For many of us winter means fly tying season, and last week we shared with you 5 tips for tying neater/tidier looking flies. Missed it? Not to worry, hit the link to read it right now!
Knowing that Old Man Winter might keep you off the water for a couple more months, we figured we’d come at you 5 MORE tips for tying neater flies this winter. Keep reading and tie better flies today!
Tying Neater Flies – 5 (More) Tips
- Apply Cement To Your Thread. When tying smaller flies, a large gob of head cement can make an unsightly fly. When it comes time to finish off your fly, rather than applying cement directly to the head of the fly, try adding a dab of cement or glue to the thread above your bobbin before whip finishing.
- Trim Materials Beforehand. Trimming materials after they’ve been tied in leaves excess material to be covered – especially when adding materials at the head of the fly. Instead, aim to measure the proper length of your materials beforehand so no trimming is necessary once tied in.

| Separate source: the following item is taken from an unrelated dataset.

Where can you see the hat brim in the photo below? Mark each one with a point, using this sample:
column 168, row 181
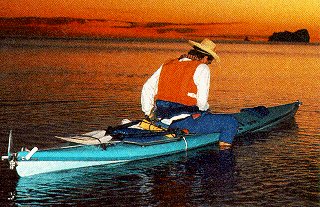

- Choose Your Proportions. A common frustration among fly tyers is that when stockpiling several of the same pattern, some flies look great, while others, not so much. This is often due to in an inconsistency in the proportions of the materials used. So, when you tie a pattern you’re happy with, study the length of materials in relation to fixed distances of the hook itself – length of the shank, distance of the hook gap, etc. That way, as you replicate the pattern, you’ll be able to produce neater flies on a more consistent basis.
- Use Quality Materials. While the topic of quality materials is well outside the scope of this post, the fact remains that poor materials can result in poor looking flies. Before getting frustrated about the appearance of your patterns, take a good look at your materials. Great flies can not be tied wih poor materials.
- Use Sharp Scissors. We say it all the time, but quality scissors are invaluable when tying flies. Non-uniform edges left from dull scissors have to be covered up with thread, and are often hard to conceal. Scissors should easily cut through materials on the first snip leaving sharp, intentional edges that can be covered smoothly with thread.